I noticed that if I power-cycled the modem things ran pretty well for a minute or two, then started going downhill again. I had observed the same thing when they had me power cycle the DSL modem. Then I noticed that when I restarted my laptop the situation improved for awhile, then degraded. So it finally dawned on me that this one laptop was correlated with the problem. In Windows 10 Task Manager it has a convenient process view that allows you to view the top bandwidth-consuming applications (click on Network).

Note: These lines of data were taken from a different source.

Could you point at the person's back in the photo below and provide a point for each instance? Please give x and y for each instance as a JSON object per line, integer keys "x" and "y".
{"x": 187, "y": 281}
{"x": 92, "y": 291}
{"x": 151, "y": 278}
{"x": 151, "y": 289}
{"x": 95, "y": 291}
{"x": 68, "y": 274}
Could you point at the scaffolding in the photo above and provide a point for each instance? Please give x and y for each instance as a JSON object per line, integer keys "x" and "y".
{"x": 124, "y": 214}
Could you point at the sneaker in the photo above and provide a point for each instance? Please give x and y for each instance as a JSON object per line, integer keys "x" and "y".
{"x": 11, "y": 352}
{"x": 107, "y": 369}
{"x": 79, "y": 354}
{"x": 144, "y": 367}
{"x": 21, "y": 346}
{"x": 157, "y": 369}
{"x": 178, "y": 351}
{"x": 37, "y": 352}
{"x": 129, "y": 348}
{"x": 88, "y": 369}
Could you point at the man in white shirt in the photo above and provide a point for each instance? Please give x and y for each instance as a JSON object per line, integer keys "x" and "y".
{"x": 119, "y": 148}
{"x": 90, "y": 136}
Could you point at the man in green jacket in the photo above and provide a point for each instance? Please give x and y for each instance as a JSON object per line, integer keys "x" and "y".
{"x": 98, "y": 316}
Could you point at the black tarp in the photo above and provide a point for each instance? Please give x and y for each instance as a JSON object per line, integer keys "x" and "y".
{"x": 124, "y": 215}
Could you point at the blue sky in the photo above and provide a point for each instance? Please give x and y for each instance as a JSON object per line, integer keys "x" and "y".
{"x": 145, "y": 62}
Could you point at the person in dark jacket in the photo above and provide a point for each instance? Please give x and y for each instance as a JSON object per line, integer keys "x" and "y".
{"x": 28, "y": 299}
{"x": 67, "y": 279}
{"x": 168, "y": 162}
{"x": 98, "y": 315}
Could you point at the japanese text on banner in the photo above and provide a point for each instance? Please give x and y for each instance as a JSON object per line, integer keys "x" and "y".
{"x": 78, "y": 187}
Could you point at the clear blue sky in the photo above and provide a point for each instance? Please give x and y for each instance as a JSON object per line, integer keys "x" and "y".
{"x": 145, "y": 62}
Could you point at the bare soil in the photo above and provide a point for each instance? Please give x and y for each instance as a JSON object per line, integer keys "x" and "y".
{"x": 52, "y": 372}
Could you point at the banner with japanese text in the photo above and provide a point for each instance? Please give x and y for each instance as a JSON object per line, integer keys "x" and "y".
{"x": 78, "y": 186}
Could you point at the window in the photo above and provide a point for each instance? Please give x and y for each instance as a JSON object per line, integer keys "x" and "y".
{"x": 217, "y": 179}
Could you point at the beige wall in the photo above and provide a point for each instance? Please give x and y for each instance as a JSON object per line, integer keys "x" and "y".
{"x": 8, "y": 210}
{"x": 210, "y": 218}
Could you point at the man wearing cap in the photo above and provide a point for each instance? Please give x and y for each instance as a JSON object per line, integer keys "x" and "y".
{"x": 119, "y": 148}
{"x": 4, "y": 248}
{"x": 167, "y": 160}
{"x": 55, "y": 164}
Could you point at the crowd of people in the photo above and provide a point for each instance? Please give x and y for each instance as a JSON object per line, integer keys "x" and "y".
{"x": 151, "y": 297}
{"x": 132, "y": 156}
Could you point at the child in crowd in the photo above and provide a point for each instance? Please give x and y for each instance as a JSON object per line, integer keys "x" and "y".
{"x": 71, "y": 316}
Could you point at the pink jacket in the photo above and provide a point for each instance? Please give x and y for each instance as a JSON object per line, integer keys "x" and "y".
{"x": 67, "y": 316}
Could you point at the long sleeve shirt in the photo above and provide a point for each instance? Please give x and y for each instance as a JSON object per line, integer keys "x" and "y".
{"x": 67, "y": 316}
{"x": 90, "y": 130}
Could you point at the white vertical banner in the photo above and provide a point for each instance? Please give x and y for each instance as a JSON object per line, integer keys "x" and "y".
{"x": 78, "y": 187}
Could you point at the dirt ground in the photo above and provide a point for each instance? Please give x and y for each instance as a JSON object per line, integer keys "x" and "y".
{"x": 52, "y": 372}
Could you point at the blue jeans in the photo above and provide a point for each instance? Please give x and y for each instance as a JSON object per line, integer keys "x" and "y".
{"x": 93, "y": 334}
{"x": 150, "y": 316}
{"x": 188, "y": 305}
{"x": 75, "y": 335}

Suspicions raised around Google Drive
There I saw that Google Drive was consuming 3 mbps! Is that a lot or not? It all depends on whether it is downloading or uploading files. In my case I happened to put several multi-GByte movie files on my laptop on the Google Drive. So clearly it was trying to upload them to the cloud. Plus, worse, the power management was such that the laptop was only powered on for a few hours – not long enough for any of those files to finish uploading!!

The short-term solution
Google Drive has a feature that allows you to limit bandwidth usage. When I set that I wanted to keep the upload going but I also wanted to work. I settled on upload of about 240 KB/sec and download of 2000 KB/sec. I figured it was high enough to use most available bandwidth, but save some for others. And I changed my power management scheme to never hibernate when plugged in.

The results
While the files were uploading performance of PING was still quite impacted, but I was doing VPN pretty comfortably so I left it alone. It was certainly better. When all files finished uploading after a few days my performance with the new ISP was great.

Why did rebooting the DSL modem help?
During reboot no Internet connection is available and Google Drive goes into an error state No connection. Periodically it checks if the Internet connection is working. Finally after a modem reboot it does begin to work, then eventually Google Drive will realize that. But even once it does, it starts from the beginning and scans all the files to see what needs to be sycned, and that takes awhile. So only after a few minutes does it begin to use your Internet bandwidth. Meanwhile you think everything is good, until it very quickly turns bad again!

Conclusion
A problem with an ISP at night is explained by the presence of an application that was taking all available bandwidth for doing massive file uploads which never completed! A change to a new ISP was not such a bad thing as it is faster and cheaper.